Here is an overview of the most important rules for pursuing your exams. The official Examination Regulations should be consulted for a detailed and complete description.

  • For written exams, examination dates are published at the beginning of the semester (see KIS: Informatik -> Prüfungen or Exam Dates). Usually two exam dates in the (academic) year in which the lecture took place are offered. These may be in the same or in different semester(s).
  • For oral exams, you first have to obtain an examination date from the professor holding the exam. The professor will let you know at the beginning of the course which kind of exam will be offered and how to obtain a date for an oral exam.
  • Register your (written and oral) exams with the examination office no later than two weeks before the examination date
  • Canceling an exam is possible until one week before the exam, or until the day of the exam due to illness or other important reasons.

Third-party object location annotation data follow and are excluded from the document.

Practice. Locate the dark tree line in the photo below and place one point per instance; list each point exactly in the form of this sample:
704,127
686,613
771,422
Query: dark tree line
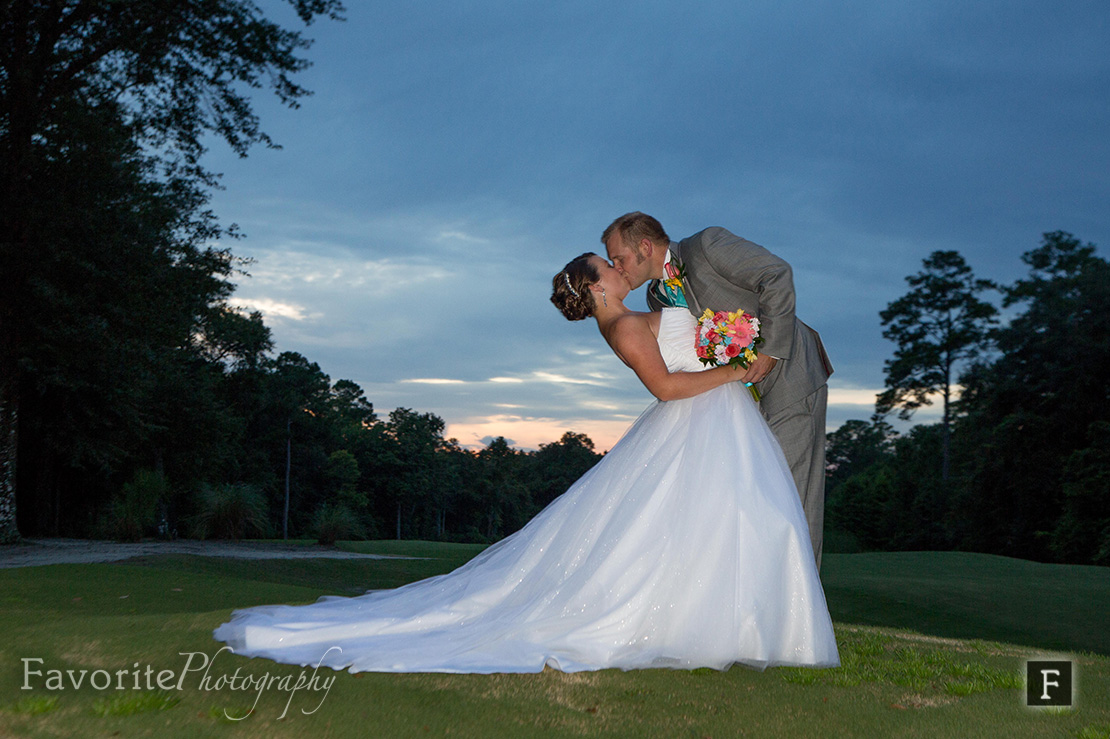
1028,453
114,328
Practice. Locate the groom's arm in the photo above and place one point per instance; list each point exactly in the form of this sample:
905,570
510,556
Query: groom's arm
752,267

In that case, contact the examination office no later than the day of the exam and provide appropriate documentation (e.g., statement by medical doctor) no later than 1 week after the examination date.
  • You have a maximum of three attempts to pass an exam. If you fail, you need to retake the exam. Please observe deadlines for retaking failed exams. Make sure to register with the examination office! You are NOT automatically registered for repeat exams!

Study program deadlines

The standard time for completing the master studies is 4 semesters. However, you may take more time if needed. The maximum study period and progress deadline is as follows.

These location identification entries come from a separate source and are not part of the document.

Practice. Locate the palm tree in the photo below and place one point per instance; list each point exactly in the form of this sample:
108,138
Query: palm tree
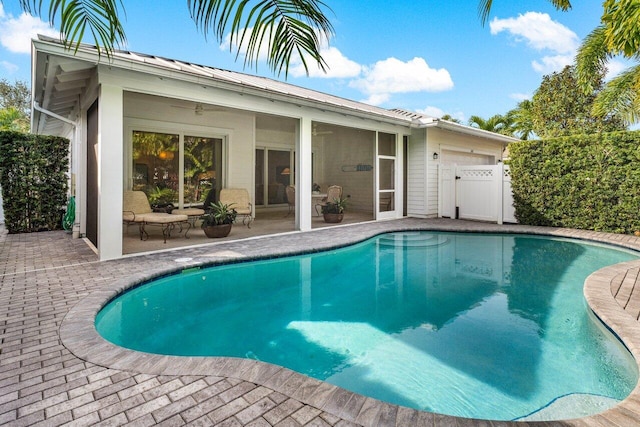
618,34
521,118
497,124
286,28
621,95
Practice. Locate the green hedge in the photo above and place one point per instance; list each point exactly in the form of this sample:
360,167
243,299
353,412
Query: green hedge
33,177
586,181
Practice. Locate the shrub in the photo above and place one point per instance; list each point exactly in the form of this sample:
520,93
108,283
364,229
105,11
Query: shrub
581,181
33,177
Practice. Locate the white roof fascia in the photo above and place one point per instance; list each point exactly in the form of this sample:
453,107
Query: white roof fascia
464,129
224,79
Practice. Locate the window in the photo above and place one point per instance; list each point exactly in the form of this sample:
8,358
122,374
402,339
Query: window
157,170
155,166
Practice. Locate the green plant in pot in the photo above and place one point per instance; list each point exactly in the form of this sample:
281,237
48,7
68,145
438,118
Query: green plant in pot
218,220
333,212
161,198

  • You need to register all exams (i.e. all courses and the master thesis) no later than at the end of your sixth semester.
  • If you don't register until two semesters after this deadline, you will get a "failed" grade for your first attempt of the exam. From that point on, the regular deadlines for repeating exams hold!
  • Register your (written and oral) exams with the examination office no later than two weeks before the examination date

Information sources and points of contact

Web pages

Please use the links provided in the text above as a starting point for exploring the web pages of the CS department. The general entry point to all aspects related to studying is the Education sections.

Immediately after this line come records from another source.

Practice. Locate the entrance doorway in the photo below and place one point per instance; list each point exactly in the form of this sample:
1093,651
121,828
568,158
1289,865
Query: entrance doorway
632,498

Student council ("Fachschaft")

The CS student council is elected by the students of the CS department at a plenary meeting once a year. The student council represents the interests of the students of their department. The main task for it is to improve the course situation here at university for the students of their department. Also, the members of the student council provide advice for the students in organizational, social and study related issues. Some examples of services the students council offers are:

  • Introductory weeks
  • Lecture survey
  • Lending of old exams protocols etc.
  • Organization of parties
  • Suggestion box

ISGS

The International School for Graduate Studies (ISGS) serves as a university-wide cross-faculty structure to support internationalization of the University and coordinates activities and programs on the graduate level. Special fields of action are:

  • support & helpdesk for departments of the University of Kaiserslautern
  • services & support for international postgraduates & visiting scholars
  • cross-disciplinary orientation & integration arrangements for postgraduates & scholars
  • cultural & social programs for international postgraduates
  • public relations & international marketing

Examination board

The examination board is responsible for the organization of examinations and decides in examination matters. In addition, it decides about admission to courses of study. All decisions of the board must be in compliance with the examination regulations.

Examination office

The examination office needs to be contacted for any administrative tasks that involve exams, such as submitting your (updated) examination plan, registering for an exam or stepping back from exams. It is located on the 3rd floor of Building 47.